Frank respondió con el mismo tono jovial, pero ambos habían dicho la verdad.

—No sabes las cosas que he tenido que hacer para convencer a nuestro hombre de que no hacía falta ninguna intervención oficial. Casi he tenido que ponerle las manos encima, ¡porque ya tenía un dedo en el teléfono para llamar al presidente de Estados Unidos! Bien, ya sabes... Se ha resignado a perder un avión, pero el próximo vuelo a su país sale dentro de poco más de una hora. Si pretendes seguir reteniéndole, te aviso que el general Parker es sumamente difícil de manejar.

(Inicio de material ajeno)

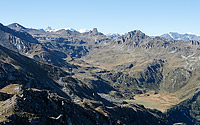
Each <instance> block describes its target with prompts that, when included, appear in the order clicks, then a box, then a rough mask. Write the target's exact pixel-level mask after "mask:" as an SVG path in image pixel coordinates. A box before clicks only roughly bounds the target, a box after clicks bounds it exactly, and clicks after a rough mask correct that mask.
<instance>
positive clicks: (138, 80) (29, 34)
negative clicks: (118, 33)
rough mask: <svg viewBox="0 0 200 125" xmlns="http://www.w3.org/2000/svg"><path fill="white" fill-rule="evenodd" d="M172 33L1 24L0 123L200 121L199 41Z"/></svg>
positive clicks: (137, 122) (82, 123) (119, 122)
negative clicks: (117, 30) (156, 33)
mask: <svg viewBox="0 0 200 125" xmlns="http://www.w3.org/2000/svg"><path fill="white" fill-rule="evenodd" d="M168 35H170V36H171V38H170V39H169V38H164V37H161V36H156V37H150V36H148V35H146V34H145V33H143V32H142V31H140V30H133V31H130V32H128V33H126V34H118V35H117V34H114V35H113V34H111V35H105V34H103V33H101V32H99V31H98V29H97V28H93V29H92V30H89V31H86V32H82V33H81V32H79V31H76V30H74V29H71V28H64V29H59V30H53V29H52V28H50V27H48V28H47V29H46V30H39V29H32V28H26V27H24V26H22V25H20V24H17V23H14V24H10V25H8V26H4V25H3V24H0V123H2V124H39V123H40V124H51V123H55V124H90V125H93V124H106V125H109V124H135V125H137V124H145V125H146V124H152V125H157V124H158V125H159V124H180V123H186V124H200V113H199V111H200V109H199V107H200V77H199V76H200V67H199V66H200V42H199V41H197V40H174V39H175V36H173V34H172V33H170V34H168ZM176 35H177V34H176ZM179 37H180V36H179ZM172 38H174V39H172ZM176 38H178V35H177V37H176Z"/></svg>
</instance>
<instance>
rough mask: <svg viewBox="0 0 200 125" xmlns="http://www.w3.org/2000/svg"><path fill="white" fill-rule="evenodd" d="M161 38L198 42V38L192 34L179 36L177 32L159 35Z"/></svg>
mask: <svg viewBox="0 0 200 125" xmlns="http://www.w3.org/2000/svg"><path fill="white" fill-rule="evenodd" d="M161 37H165V38H168V39H174V40H184V41H189V40H197V41H200V36H199V35H196V34H192V33H185V34H179V33H177V32H169V33H166V34H163V35H161Z"/></svg>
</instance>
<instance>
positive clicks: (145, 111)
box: [0, 46, 166, 124]
mask: <svg viewBox="0 0 200 125" xmlns="http://www.w3.org/2000/svg"><path fill="white" fill-rule="evenodd" d="M0 52H1V53H0V57H1V58H0V81H1V84H0V122H1V123H3V124H51V123H54V124H128V123H132V124H143V123H149V124H160V123H163V124H164V123H166V121H164V120H163V119H161V118H160V117H157V116H154V115H153V114H151V111H150V110H148V109H146V108H144V107H143V106H141V105H128V104H127V105H122V106H118V105H115V104H113V103H112V102H110V101H108V100H106V99H104V98H102V97H101V96H100V95H99V94H98V93H96V91H95V90H93V89H91V88H89V87H88V86H87V85H86V84H85V83H83V82H81V81H79V80H78V79H76V78H73V77H71V75H72V74H70V73H68V72H66V71H63V70H62V69H60V68H58V67H55V66H52V65H47V64H43V63H40V62H37V61H35V60H32V59H30V58H27V57H25V56H22V55H20V54H16V53H15V52H14V51H11V50H8V49H6V48H4V47H2V46H0ZM75 103H76V104H75ZM116 114H121V115H120V116H119V115H116ZM143 120H145V122H144V121H143Z"/></svg>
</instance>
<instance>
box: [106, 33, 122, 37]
mask: <svg viewBox="0 0 200 125" xmlns="http://www.w3.org/2000/svg"><path fill="white" fill-rule="evenodd" d="M122 35H125V33H109V34H107V36H110V37H111V38H117V37H120V36H122Z"/></svg>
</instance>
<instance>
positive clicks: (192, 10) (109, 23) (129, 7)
mask: <svg viewBox="0 0 200 125" xmlns="http://www.w3.org/2000/svg"><path fill="white" fill-rule="evenodd" d="M14 22H17V23H20V24H22V25H24V26H25V27H32V28H46V27H47V26H51V27H52V28H55V29H59V28H65V27H71V28H74V29H81V28H88V29H92V28H93V27H97V28H98V30H99V31H101V32H103V33H105V34H107V33H114V32H119V33H125V32H129V31H132V30H135V29H139V30H141V31H142V32H144V33H146V34H147V35H161V34H163V33H167V32H179V33H188V32H192V33H195V34H200V0H2V1H1V7H0V23H3V24H4V25H8V24H10V23H14Z"/></svg>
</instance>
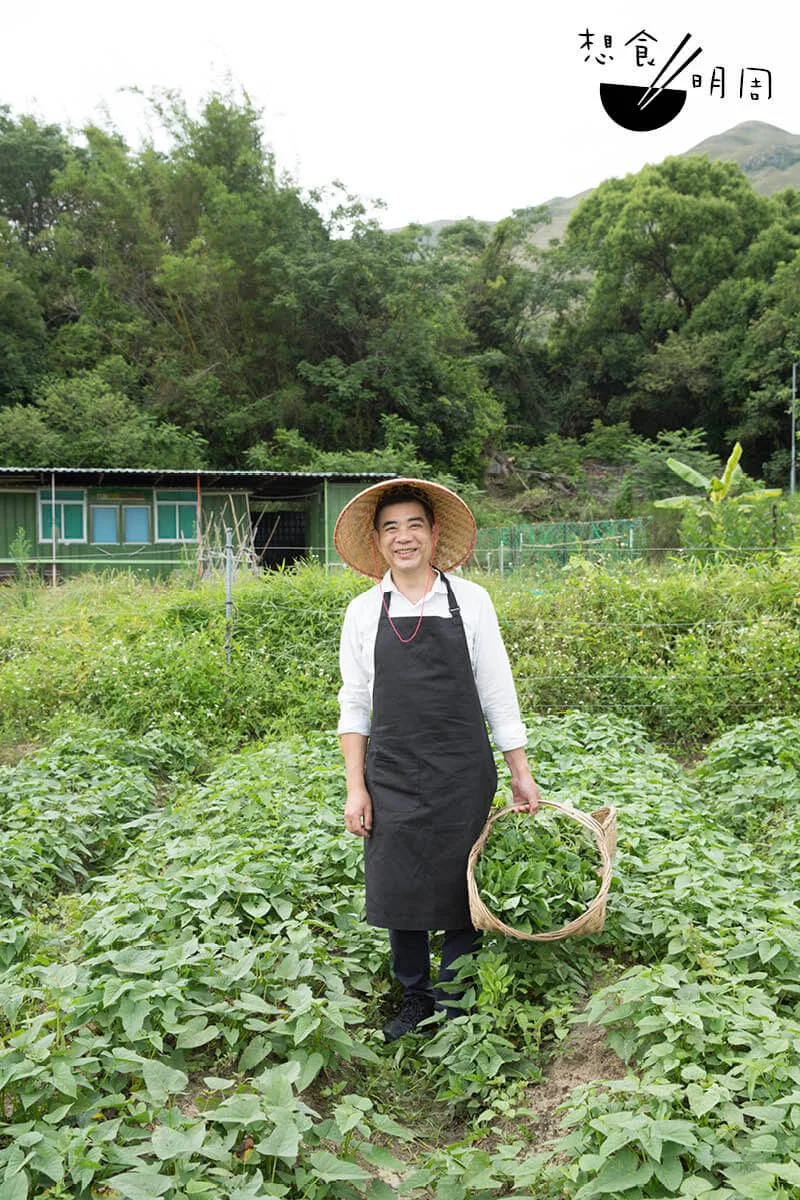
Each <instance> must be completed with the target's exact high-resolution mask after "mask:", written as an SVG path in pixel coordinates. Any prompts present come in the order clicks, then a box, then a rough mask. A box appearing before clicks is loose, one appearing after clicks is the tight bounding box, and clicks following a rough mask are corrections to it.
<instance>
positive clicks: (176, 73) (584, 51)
mask: <svg viewBox="0 0 800 1200" xmlns="http://www.w3.org/2000/svg"><path fill="white" fill-rule="evenodd" d="M799 13H800V6H798V5H796V2H794V0H757V2H753V4H752V5H746V4H742V2H740V0H732V2H724V4H723V2H721V0H692V2H687V0H672V2H670V5H669V6H668V7H667V6H666V5H663V4H636V2H631V0H612V2H604V4H603V2H597V0H593V2H588V0H585V2H584V4H575V2H573V0H565V2H560V4H559V2H558V0H557V2H555V4H547V5H542V4H537V2H536V0H485V2H481V4H474V2H471V0H461V2H453V0H428V2H427V4H426V2H421V0H404V2H403V4H397V2H395V0H332V2H325V0H294V2H288V0H260V2H259V0H257V2H254V4H246V2H243V0H224V2H219V0H215V2H213V4H211V2H209V0H193V2H191V4H188V2H186V0H161V2H154V0H137V2H134V4H125V5H119V4H118V5H112V4H109V2H108V0H106V2H103V4H100V2H96V0H72V2H71V4H64V0H59V2H53V0H44V2H40V4H37V5H34V4H31V2H28V4H17V5H7V6H6V11H5V12H4V22H2V25H4V30H2V32H4V36H2V44H1V47H0V64H1V68H2V70H1V74H0V103H6V104H10V106H11V108H12V110H13V112H14V113H22V112H32V113H35V114H36V115H38V116H42V118H46V119H48V120H53V121H59V122H61V124H66V125H72V126H76V127H80V126H82V125H84V124H86V122H89V121H95V122H98V121H100V122H106V121H107V118H106V116H103V113H104V112H107V113H108V114H109V115H110V119H112V121H113V122H114V124H115V125H116V126H118V127H119V128H120V130H121V131H122V132H124V134H125V136H126V138H127V139H128V140H130V142H131V143H132V144H137V143H138V142H139V140H140V139H142V138H143V137H146V136H148V116H146V107H145V106H144V104H143V102H142V101H140V100H138V98H137V97H134V96H132V95H130V94H126V92H125V91H122V90H121V89H125V88H132V86H136V88H139V89H143V90H144V91H145V92H149V91H151V90H152V89H157V88H173V89H179V90H181V91H182V92H184V95H185V97H186V98H187V101H188V102H190V104H192V106H197V103H198V102H199V101H200V100H201V98H203V96H205V95H207V94H209V91H211V90H213V89H221V88H224V86H227V80H230V83H231V84H233V86H234V89H239V90H240V91H241V90H242V89H243V90H245V91H246V92H247V95H248V96H249V97H251V100H252V101H253V102H254V103H255V104H258V106H259V107H261V108H263V109H264V128H265V136H266V140H267V142H269V143H270V144H271V145H272V148H273V150H275V152H276V157H277V161H278V164H279V166H281V167H282V168H284V169H287V170H288V172H289V173H290V174H291V175H293V176H294V178H295V179H296V181H297V182H299V184H300V185H301V186H303V187H315V186H320V185H324V184H327V182H330V181H331V180H333V179H341V180H342V181H343V182H344V184H345V185H347V186H348V188H349V190H350V191H353V192H356V193H357V194H360V196H361V197H363V198H365V199H367V198H372V197H379V198H381V199H383V200H384V202H385V203H386V205H387V208H386V211H385V214H383V215H381V216H380V220H381V223H384V224H386V226H390V227H391V226H401V224H405V223H408V222H410V221H421V222H426V221H433V220H437V218H440V217H451V218H455V217H461V216H467V215H471V216H475V217H481V218H486V220H498V218H499V217H501V216H504V215H506V214H507V212H510V211H511V209H515V208H524V206H527V205H530V204H541V203H543V202H545V200H548V199H551V198H552V197H554V196H573V194H575V193H576V192H579V191H583V190H584V188H588V187H594V186H595V185H597V184H599V182H600V181H601V180H603V179H607V178H609V176H610V175H621V174H626V173H627V172H636V170H638V169H639V168H640V167H642V166H644V163H645V162H658V161H660V160H661V158H663V157H664V156H666V155H668V154H679V152H681V151H684V150H687V149H690V146H692V145H696V144H697V143H698V142H700V140H702V139H703V138H706V137H710V136H712V134H715V133H721V132H722V131H724V130H728V128H730V127H732V126H734V125H736V124H739V122H740V121H748V120H762V121H766V122H768V124H771V125H777V126H780V127H782V128H784V130H789V131H790V132H793V133H800V82H799V80H800V38H799V36H798V35H799V34H800V16H799ZM585 30H588V31H589V32H591V34H594V35H595V42H594V44H593V47H591V53H590V58H589V61H588V62H587V61H584V59H585V55H587V50H582V49H581V42H582V38H581V37H579V35H581V34H583V31H585ZM642 30H644V31H645V32H646V34H649V35H650V37H651V38H655V40H656V41H651V40H650V41H649V42H648V44H649V46H650V47H651V58H652V59H654V60H655V66H654V67H650V66H649V65H645V66H642V67H638V68H637V66H636V62H634V48H633V46H627V47H626V46H625V42H626V41H627V40H628V38H631V37H633V35H637V34H638V32H639V31H642ZM686 34H691V35H692V37H691V41H690V43H687V46H686V49H685V50H684V52H682V54H681V55H680V56H679V58H678V59H676V60H675V64H674V66H678V65H679V62H680V61H682V59H684V58H685V56H686V55H687V54H688V53H691V50H693V49H694V48H697V47H702V49H703V53H702V54H700V55H699V56H698V58H697V59H696V61H694V62H693V64H692V65H691V66H690V67H688V68H687V70H686V71H685V72H684V74H682V76H680V77H679V79H676V80H675V82H674V83H673V85H672V86H674V88H681V86H684V88H686V89H687V92H688V94H687V98H686V103H685V107H684V110H682V112H681V113H680V114H679V116H678V118H676V119H675V120H674V121H672V122H670V124H669V125H667V126H666V127H664V128H662V130H657V131H655V132H650V133H633V132H630V131H626V130H622V128H620V127H619V126H616V125H614V124H613V121H612V120H610V119H609V118H608V116H607V115H606V114H604V112H603V109H602V107H601V104H600V100H599V85H600V83H601V82H602V80H606V82H609V83H621V84H636V83H638V84H646V83H649V82H650V79H651V78H652V77H654V76H655V74H656V73H657V71H658V70H660V68H661V66H662V65H663V64H664V61H666V60H667V59H668V58H669V55H670V54H672V52H673V50H674V48H675V47H676V46H678V43H679V42H680V41H681V38H682V37H684V35H686ZM604 35H608V36H610V38H612V46H610V49H607V48H606V47H604V44H603V36H604ZM603 54H606V55H608V58H607V59H606V61H604V62H599V61H597V60H596V59H597V56H602V55H603ZM610 55H613V59H612V58H610ZM714 67H723V68H724V73H726V78H724V83H726V95H724V97H721V96H720V95H718V92H716V94H715V95H710V94H709V85H710V74H711V71H712V68H714ZM752 67H762V68H768V70H770V71H771V72H772V79H771V83H772V98H771V100H768V98H766V96H765V95H764V94H765V90H766V80H765V77H764V88H763V90H762V97H763V98H760V100H759V101H757V102H753V101H751V100H750V98H747V96H748V92H750V88H748V89H747V92H746V95H745V98H741V100H740V98H739V84H740V71H741V70H742V68H744V70H748V68H752ZM670 70H672V68H670ZM692 73H697V74H699V76H700V77H702V85H700V86H699V88H692V86H691V77H692ZM666 78H667V77H666V76H664V77H663V79H664V80H666ZM717 78H718V74H717ZM747 78H748V79H750V73H748V76H747Z"/></svg>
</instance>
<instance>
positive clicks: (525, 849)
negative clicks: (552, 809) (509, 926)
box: [475, 809, 601, 934]
mask: <svg viewBox="0 0 800 1200" xmlns="http://www.w3.org/2000/svg"><path fill="white" fill-rule="evenodd" d="M600 865H601V863H600V856H599V852H597V846H596V844H595V840H594V838H593V836H591V834H590V833H589V830H588V829H584V828H582V827H581V826H576V824H575V823H573V822H572V821H570V820H569V817H567V818H565V817H563V816H559V815H558V814H555V812H553V811H551V810H548V809H540V810H539V811H537V812H536V815H535V816H533V817H531V816H529V815H528V814H527V812H522V814H521V812H513V814H509V815H507V816H505V817H501V818H500V820H499V821H498V822H495V824H494V827H493V829H492V833H491V834H489V838H488V840H487V842H486V846H485V847H483V853H482V854H481V857H480V858H479V859H477V863H476V864H475V882H476V884H477V889H479V892H480V894H481V900H482V901H483V904H485V905H486V907H487V908H488V910H489V911H491V912H492V913H493V914H494V916H495V917H498V918H499V919H500V920H504V922H505V923H506V924H507V925H511V926H513V928H515V929H517V930H519V931H521V932H524V934H543V932H547V931H549V930H554V929H560V928H561V925H565V924H566V923H567V922H570V920H575V918H576V917H578V916H579V914H581V913H582V912H584V910H585V908H587V905H588V904H590V901H591V900H594V898H595V896H596V895H597V890H599V888H600V875H599V868H600Z"/></svg>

—Nada que puedas decirme de Parker me asombrará. Podría contarte algunas cosas que te dejarían con la boca abierta.

Mientras hablaban, iban andando a toda prisa hacia el sector del aeropuerto donde Froben había confinado a la familia Parker. Cuando llegaron a las barreras de control, el comisario mostró su placa a los agentes del detector de metales. Un policía de uniforme les indicó un paso lateral, con lo que pudieron evitar la cola de pasajeros que esperaban a que les revisaran el equipaje de mano. Doblaron a la izquierda, en dirección a las puertas de embarque.

—Hablando de cosas asombrosas, ¿cómo marcha el otro asunto? ¿Me equivoco, o hay novedades?

—¿Te refieres a Ninguno?

—Exacto.

—Lo hemos atrapado —dijo Frank con voz neutra.

El comisario lo miró estupefacto.

—¿Cuándo?

—Hace más o menos una hora. En estos momentos ya está en prisión.

—¿Y me lo dices así?

Frank lo miró e hizo un gesto vago con la mano.

—Eso ya terminó, Claude. Capítulo cerrado.

No tuvo tiempo de añadir más, porque habían llegado a la puerta de una salita reservada, vigilada por un agente.

Frank se detuvo delante de la puerta, detrás de la cual se hallaban Nathan Parker, Helena y Stuart. Uno de ellos obstaculizaba el presente; los otros dos formaban parte de su futuro. Se quedó mirando la hoja de madera como si fuera transparente y pudiera ver a través de ella lo que estaban haciendo las personas que esperaban dentro.

Froben se le acercó y le puso una mano en el hombro.

—¿Necesitas ayuda, Frank?

En su voz se percibía un sutil tono protector. Ese hombre poseía una sensibilidad que contrastaba con su apariencia de leñador.

—No, gracias. Ya me has dado toda la ayuda que necesitaba. Ahora debo arreglármelas solo.

Frank lanzó un profundo suspiro y abrió la puerta.

Entró en una de las tantas anónimas y confortables salas VIP que se encuentran en los aeropuertos a disposición de los pasajeros que vuelan en un billete de primera clase. Butacas y sofás de piel, pintura color pastel en las paredes, tapetes en el suelo, un espartano
self service
a un lado, reproducciones de Van Gogh y de Matisse junto a algunos carteles de compañías aéreas en marcos de acero satinado. Reinaba la habitual sensación de precariedad que suele percibirse en esa clase de lugares, como si tantas llegadas y salidas dejaran en el aire, a pesar del confort, una sensación de desolación.